When morning came and I was able to charge my phone I noticed a stark difference in the circumstances between my friends and I.
While my inbox was full of 70-foot-jumpshots and emojis, it was also filled with missed calls and texts from my friends’ wives. Two wives who were worried sick and concerned because their husbands weren’t answering and didn’t come home that night. Two wives who drove around the city looking for their men and contacted me, the eligible bachelor, to see what the hell was going on.
Once the husbands, phones and cars were found and the prayers of gratitude and thanks filled my inbox and group-chat, a realization shook my conscience like a Mike Tyson left hook.
“Damn, ain’t nobody looking for me.”
Now of course I have family and friends who would come checking for me after a day or two but if I were to be off the grid for 8 or 9 hours, not a honey in sight would come looking.
I was just listing emergency contact information for a new writing gig at a major network, and I had to list my Mom. I’m 27.
Then the thoughts got deeper. I started to really think and look inside and I couldn’t remember the last time I had a home-cooked meal. I couldn’t remember the last time I cuddled and it actually meant something. I couldn’t remember the last true, honest, genuine date that I had been on or the last time I had sex with some sort of emotion involved. All summer I’ve been stacking money and running amuck, frivolously dealing with different women with whom I have a fleeting or weak connection.
I was befuddled.
So now, here I am writing this in the midst of my hangover recovery, two years removed from my alcohol prime, reflecting on how alone I am.
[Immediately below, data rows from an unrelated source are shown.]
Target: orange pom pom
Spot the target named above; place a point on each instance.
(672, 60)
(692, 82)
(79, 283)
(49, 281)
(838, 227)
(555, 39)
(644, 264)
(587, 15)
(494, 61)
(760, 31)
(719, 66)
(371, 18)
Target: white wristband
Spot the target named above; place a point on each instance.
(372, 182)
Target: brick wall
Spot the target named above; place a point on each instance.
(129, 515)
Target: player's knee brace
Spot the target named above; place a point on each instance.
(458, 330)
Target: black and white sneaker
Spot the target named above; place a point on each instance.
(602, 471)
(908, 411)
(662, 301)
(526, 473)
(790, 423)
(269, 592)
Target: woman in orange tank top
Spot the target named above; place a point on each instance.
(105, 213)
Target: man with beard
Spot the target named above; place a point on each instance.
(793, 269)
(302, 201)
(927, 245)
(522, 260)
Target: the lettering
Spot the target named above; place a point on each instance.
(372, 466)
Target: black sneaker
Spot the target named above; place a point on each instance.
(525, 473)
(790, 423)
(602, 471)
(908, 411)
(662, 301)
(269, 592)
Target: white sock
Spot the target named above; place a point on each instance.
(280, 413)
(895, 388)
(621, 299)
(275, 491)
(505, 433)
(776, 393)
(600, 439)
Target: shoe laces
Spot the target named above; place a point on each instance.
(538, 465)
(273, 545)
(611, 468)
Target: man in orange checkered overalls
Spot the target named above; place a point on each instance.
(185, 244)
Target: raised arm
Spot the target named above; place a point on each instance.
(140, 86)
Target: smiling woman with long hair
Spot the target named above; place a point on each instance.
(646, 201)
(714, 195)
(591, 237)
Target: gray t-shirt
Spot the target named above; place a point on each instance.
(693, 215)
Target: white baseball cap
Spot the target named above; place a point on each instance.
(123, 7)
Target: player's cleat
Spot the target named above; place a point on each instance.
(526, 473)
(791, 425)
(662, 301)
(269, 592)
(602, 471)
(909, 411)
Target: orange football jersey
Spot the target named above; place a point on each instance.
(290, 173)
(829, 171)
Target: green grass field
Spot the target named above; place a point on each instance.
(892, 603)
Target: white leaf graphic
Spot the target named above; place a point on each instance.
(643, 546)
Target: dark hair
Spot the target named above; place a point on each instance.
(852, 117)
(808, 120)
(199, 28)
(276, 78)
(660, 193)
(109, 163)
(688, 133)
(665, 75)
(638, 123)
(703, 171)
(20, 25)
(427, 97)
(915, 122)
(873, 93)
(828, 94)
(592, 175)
I’m a regular at some fly ass restaurants where I always sit at the bar and eat alone. If a new film comes out, I go alone. Everything that I buy is for myself. I binge watch Netflix series and HBO shows alone. I do all the cleaning, all the cooking, all the self-maintenance, even thoughtful things, for myself. Furniture shopping, blanket shopping, prayer, sleep, exercise, traveling, napping, drinking, smoking, ALONE. I halfway text the honeys in my phone because I’m not interested and if I need particular needs fulfilled, I have to feign interest which results in me devoting time and energy to someone I don’t even feel for…
Concurrently influencing me to dislike them, more.
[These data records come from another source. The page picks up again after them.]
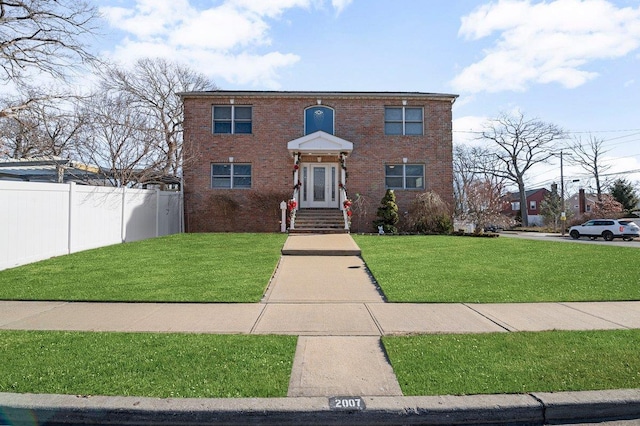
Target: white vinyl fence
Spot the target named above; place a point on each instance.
(42, 220)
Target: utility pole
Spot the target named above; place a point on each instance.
(563, 214)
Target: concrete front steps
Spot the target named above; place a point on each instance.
(319, 221)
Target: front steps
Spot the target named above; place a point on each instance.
(319, 221)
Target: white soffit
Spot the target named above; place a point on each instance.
(319, 143)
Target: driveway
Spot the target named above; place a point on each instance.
(546, 236)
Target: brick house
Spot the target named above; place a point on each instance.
(246, 151)
(534, 199)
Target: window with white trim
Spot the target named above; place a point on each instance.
(232, 119)
(403, 121)
(404, 176)
(230, 176)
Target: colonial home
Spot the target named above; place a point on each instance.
(329, 153)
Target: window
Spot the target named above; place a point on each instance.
(404, 176)
(232, 119)
(318, 118)
(230, 175)
(402, 121)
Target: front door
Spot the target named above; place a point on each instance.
(319, 185)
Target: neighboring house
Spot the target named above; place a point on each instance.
(246, 151)
(49, 169)
(582, 203)
(534, 199)
(59, 170)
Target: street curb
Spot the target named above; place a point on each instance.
(534, 408)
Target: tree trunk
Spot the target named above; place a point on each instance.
(524, 209)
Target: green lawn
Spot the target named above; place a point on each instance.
(515, 362)
(177, 268)
(145, 364)
(483, 270)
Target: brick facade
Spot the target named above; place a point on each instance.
(278, 118)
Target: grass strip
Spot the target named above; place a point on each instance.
(176, 268)
(495, 270)
(499, 363)
(145, 364)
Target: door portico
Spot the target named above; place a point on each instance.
(319, 171)
(319, 185)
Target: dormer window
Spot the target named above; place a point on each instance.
(318, 118)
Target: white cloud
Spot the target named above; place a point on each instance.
(545, 42)
(466, 130)
(229, 40)
(340, 5)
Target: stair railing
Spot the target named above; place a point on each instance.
(346, 208)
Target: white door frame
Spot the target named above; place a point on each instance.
(320, 185)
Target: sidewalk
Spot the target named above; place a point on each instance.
(322, 292)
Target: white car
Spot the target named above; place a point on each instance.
(607, 229)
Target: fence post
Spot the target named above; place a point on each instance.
(70, 216)
(123, 225)
(157, 212)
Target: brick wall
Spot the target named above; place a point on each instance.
(279, 118)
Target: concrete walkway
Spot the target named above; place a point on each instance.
(323, 292)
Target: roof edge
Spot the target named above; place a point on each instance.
(285, 94)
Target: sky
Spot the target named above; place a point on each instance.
(573, 63)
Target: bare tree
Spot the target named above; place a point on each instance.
(520, 143)
(44, 36)
(469, 165)
(41, 37)
(48, 127)
(151, 88)
(485, 204)
(588, 155)
(116, 140)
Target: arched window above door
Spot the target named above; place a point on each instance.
(318, 118)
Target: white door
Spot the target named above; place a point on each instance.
(319, 185)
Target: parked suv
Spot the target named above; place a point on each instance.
(607, 229)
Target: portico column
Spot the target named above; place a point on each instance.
(296, 176)
(343, 178)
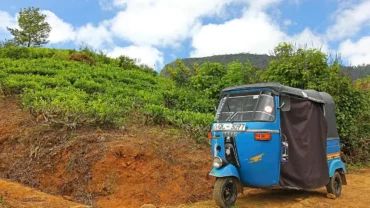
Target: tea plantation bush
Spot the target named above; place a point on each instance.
(72, 94)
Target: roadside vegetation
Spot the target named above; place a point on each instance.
(74, 88)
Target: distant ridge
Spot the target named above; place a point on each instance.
(259, 60)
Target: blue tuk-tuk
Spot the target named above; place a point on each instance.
(267, 135)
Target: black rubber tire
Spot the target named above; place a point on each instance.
(225, 192)
(335, 185)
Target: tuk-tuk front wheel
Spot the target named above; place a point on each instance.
(225, 192)
(335, 185)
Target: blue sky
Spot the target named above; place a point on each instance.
(158, 31)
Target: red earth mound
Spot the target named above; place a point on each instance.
(127, 167)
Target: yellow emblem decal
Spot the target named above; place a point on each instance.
(256, 158)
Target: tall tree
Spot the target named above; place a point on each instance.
(33, 29)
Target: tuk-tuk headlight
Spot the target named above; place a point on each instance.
(217, 162)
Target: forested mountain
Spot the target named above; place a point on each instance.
(258, 60)
(357, 72)
(261, 61)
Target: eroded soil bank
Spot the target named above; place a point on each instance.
(126, 167)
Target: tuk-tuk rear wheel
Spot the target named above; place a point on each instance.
(225, 192)
(335, 185)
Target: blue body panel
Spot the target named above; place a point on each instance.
(264, 172)
(260, 160)
(336, 164)
(228, 170)
(333, 146)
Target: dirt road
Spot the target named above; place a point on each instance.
(13, 195)
(355, 194)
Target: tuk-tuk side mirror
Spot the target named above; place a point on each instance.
(284, 103)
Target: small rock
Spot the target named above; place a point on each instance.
(297, 206)
(148, 206)
(331, 196)
(306, 202)
(298, 199)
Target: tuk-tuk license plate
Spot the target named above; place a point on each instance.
(232, 127)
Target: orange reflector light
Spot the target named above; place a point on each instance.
(262, 136)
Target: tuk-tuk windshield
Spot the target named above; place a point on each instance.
(250, 106)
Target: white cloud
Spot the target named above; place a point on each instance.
(60, 30)
(7, 21)
(350, 20)
(356, 52)
(95, 37)
(162, 22)
(146, 54)
(308, 39)
(255, 32)
(252, 33)
(287, 22)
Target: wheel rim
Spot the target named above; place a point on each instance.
(337, 185)
(229, 192)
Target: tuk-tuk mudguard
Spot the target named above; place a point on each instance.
(334, 165)
(228, 170)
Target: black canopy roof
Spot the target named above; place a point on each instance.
(312, 95)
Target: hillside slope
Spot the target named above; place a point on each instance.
(14, 195)
(125, 167)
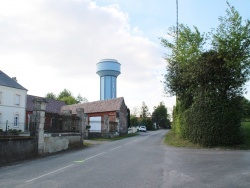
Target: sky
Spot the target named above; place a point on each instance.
(52, 45)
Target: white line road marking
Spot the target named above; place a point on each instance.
(115, 148)
(48, 173)
(94, 156)
(131, 142)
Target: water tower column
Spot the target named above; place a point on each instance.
(108, 70)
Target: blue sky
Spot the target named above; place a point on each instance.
(50, 45)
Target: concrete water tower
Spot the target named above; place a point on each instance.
(108, 70)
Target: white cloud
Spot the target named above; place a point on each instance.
(51, 45)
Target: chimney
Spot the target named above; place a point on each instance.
(14, 78)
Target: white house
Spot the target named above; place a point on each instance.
(13, 98)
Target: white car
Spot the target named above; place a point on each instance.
(143, 128)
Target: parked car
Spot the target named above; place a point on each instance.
(143, 128)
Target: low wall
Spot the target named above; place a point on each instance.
(17, 148)
(54, 142)
(102, 135)
(133, 130)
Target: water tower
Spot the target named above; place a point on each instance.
(108, 70)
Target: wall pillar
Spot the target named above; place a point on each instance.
(39, 115)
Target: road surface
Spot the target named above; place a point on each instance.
(137, 162)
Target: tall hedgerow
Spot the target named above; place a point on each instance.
(209, 83)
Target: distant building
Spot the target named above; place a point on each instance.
(52, 111)
(105, 116)
(12, 103)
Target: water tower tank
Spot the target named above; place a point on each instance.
(108, 70)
“How dare you make me give effort and I don’t even love you!?!”
God, that sounds TERRIBLE.
I don’t have trouble attaining women at all but this meaningless, shallow shit is getting old as fuck, FAST. I haven’t had day-to-day, “Can’t wait to see you later, Baby I miss you too” interactions with a woman in over a year.
New pussy is cool and all, but the perpetual cycle of acquiring a roster then rotating them out and siphoning in a new class of women is boring, tiring and anti-progressive. I’m a creative so I need all the positive life force energy possible in order to work effectively and being a player isn’t helping.
I’m in the prime of my 20’s. I’m at the point where I have a few dollars and a few things figured out yet I can’t seem to navigate my way around love. I thought that isolating myself and working on me would attract a honey. That moving around with the GLOW and some new money would change things. Evidently, I still have lessons to learn.
Come November I’m going to show up in Cleveland on some super fly shit for Thanksgiving alone for the third year in a row. What good is all this money with no one to share it with? What good are all these invites to the Mayor’s office and day parties with no +1?
I guess I’ll figure it out sooner or later.